AU NOM DU PEUPLE FRANCAIS



Vu la procédure suivante :

M. A... B... a demandé au tribunal administratif de Cergy-Pontoise de condamner la commune de Bagneux à lui verser une indemnité de 191 050 euros, augmentée des intérêts et de leur capitalisation, au titre des préjudices subis en raison de son licenciement irrégulier. Par un jugement n° 1110669 du 5 novembre 2013, le tribunal administratif de Cergy-Pontoise a condamné la commune de Bagneux à lui verser la somme de 4 952,46 euros.
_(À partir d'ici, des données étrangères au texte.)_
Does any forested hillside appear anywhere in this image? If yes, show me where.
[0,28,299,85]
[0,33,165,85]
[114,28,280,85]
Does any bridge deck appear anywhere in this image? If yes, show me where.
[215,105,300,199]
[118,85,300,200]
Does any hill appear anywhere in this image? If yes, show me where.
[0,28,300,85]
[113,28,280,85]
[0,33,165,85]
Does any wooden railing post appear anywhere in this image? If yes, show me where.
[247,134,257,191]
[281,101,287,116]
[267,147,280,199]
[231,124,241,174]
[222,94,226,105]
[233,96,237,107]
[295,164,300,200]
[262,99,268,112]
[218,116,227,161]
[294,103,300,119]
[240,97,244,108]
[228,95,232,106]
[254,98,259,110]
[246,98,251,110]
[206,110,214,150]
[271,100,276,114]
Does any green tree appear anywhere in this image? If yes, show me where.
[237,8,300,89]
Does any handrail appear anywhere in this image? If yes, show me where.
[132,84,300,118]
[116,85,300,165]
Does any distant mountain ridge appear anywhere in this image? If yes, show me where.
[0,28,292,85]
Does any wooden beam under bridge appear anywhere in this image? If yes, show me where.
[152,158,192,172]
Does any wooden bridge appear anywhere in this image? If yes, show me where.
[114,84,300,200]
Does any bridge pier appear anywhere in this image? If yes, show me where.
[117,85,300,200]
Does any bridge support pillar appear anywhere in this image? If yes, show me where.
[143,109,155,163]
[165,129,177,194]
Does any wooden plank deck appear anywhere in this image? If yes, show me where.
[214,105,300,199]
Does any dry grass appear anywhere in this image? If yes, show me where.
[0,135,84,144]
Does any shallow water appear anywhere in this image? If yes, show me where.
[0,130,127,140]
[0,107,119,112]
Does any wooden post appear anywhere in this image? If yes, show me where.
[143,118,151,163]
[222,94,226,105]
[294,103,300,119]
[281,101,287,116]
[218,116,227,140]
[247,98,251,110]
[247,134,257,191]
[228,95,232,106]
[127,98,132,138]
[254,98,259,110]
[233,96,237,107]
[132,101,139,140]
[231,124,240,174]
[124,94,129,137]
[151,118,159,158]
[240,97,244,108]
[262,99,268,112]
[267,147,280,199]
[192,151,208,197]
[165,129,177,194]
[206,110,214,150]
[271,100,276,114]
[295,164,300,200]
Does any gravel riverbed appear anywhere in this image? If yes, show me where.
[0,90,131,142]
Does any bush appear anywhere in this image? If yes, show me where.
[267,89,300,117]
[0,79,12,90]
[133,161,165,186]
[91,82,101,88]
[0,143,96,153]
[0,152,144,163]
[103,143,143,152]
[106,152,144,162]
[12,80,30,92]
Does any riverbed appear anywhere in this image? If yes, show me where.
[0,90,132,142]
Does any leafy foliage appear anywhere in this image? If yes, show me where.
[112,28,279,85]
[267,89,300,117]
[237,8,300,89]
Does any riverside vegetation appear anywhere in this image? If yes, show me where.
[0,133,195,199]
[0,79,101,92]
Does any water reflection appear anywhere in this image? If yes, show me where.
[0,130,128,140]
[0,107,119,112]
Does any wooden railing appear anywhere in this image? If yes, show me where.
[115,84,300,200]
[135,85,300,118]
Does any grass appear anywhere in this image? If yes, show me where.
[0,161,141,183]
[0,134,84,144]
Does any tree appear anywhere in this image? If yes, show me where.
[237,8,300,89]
Par un arrêt n° 14VE00156 du 2 juillet 2015, la cour administrative d'appel de Versailles a rejeté l'appel formé par M. B... contre ce jugement et, sur appel incident de la commune de Bagneux, a annulé l'article 1er du jugement et rejeté la demande présentée par M. B... devant le tribunal administratif.

Par une décision n° 393150 du 29 mars 2017, le Conseil d'Etat, statuant au contentieux, saisi d'un pourvoi de M. B..., a annulé cet arrêt et renvoyé l'affaire devant la cour administrative d'appel de Versailles.

Par un arrêt n° 17VE0093 du 11 octobre 2018, la cour administrative d'appel de Versailles, statuant sur renvoi du Conseil d'Etat, a dit que l'indemnité de 4 952,46 euros que la commune de Bagneux a été condamnée à verser à M. B... par l'article 1er du jugement du tribunal administratif de Cergy-Pontoise du 5 novembre 2013, portera intérêt au taux légal à compter du 2 septembre 2011, que les intérêts échus à la date du 2 septembre 2012, puis à chaque échéance annuelle à compter de cette date, seront capitalisés à chacune de ces dates pour produire eux-mêmes intérêts, a réformé l'article 1er du jugement du 5 novembre 2013 en ce qu'il a de contraire à l'article 1er de l'arrêt et a rejeté le surplus des conclusions de la requête de M. B... et les conclusions incidentes de la commune de Bagneux.

Par un pourvoi sommaire, un mémoire complémentaire et un mémoire en réplique, enregistrés les 11 décembre 2018, 11 mars 2019 et 16 mars 2020 au secrétariat du contentieux du Conseil d'Etat, M. B... demande au Conseil d'Etat :

1°) d'annuler cet arrêt ;

2°) d'annuler le jugement du tribunal administratif de Cergy-Pontoise du 5 novembre 2013 et de faire droit à l'ensemble de ses conclusions indemnitaires de première instance ;

3°) de mettre à la charge de la ville de Bagneux la somme de 4 000 euros au titre de l'article L. 761-1 du code de justice administrative.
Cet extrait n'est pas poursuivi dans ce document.